The Commonwealth report is good in the sense that it explains many of the delivery reforms, but bad in believing any of these will save any money in the next 10 years. And using Hewitt/Business Roundtable data--unforgiveable.

It also estimates that even the weak public option would save $800 billion in the second decade, but that little fact didn't get much play. Imagine that.

Posted by: bmull | December 7, 2009 4:12 PM | Report abuse

"Sorry, haters"

Have you forgotten you write for the Washington Post?

Posted by: SisterRosetta | December 7, 2009 4:15 PM | Report abuse


A couple of things on the center for budget and policy priorities.

first, fact is that SGR is an issue for the healthcare entitlement bill of 2010, and we all know the numbers are manipulated to make the bills look budget neutral (i.e. not include doc fix).

second, there is plenty of cost shifting from the government to the private sector.

third, BBRA and BIPA are constant reminders that not all of the cuts from BBA 97 were ultimately enacted.

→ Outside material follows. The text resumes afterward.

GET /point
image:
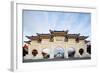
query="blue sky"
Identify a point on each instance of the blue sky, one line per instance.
(42, 21)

The authors spin this as saying, well BBRA and BIPA eliminated only 25% of the cuts from BBA 97. Using this rule of thumb, if the senate bill fails to enact 25% of the Medicare cuts in the next ten years, you are going to get deficits. Also, a lot of the provisions in the senate and house bills are egghead economist assumptions (i.e. assume a can opener).

Fourth, the authors have conflicts of interest.

Fifth, cost of Medicare of the 1960s was completely underestimated. Moral hazard leads to out of control costs.


Sorry Ezra. Checkmate.
- Hater


Posted by: RandomWalk1 | December 7, 2009 6:38 PM | Report abuse

To add to what Randomwalk said, the 1970s was the golden age of medicine where everybody got rich because it was all FFS. Medicare costs went up 10x. Since then the cuts have restored some sanity to the system, but further cuts are going to become progressively harder.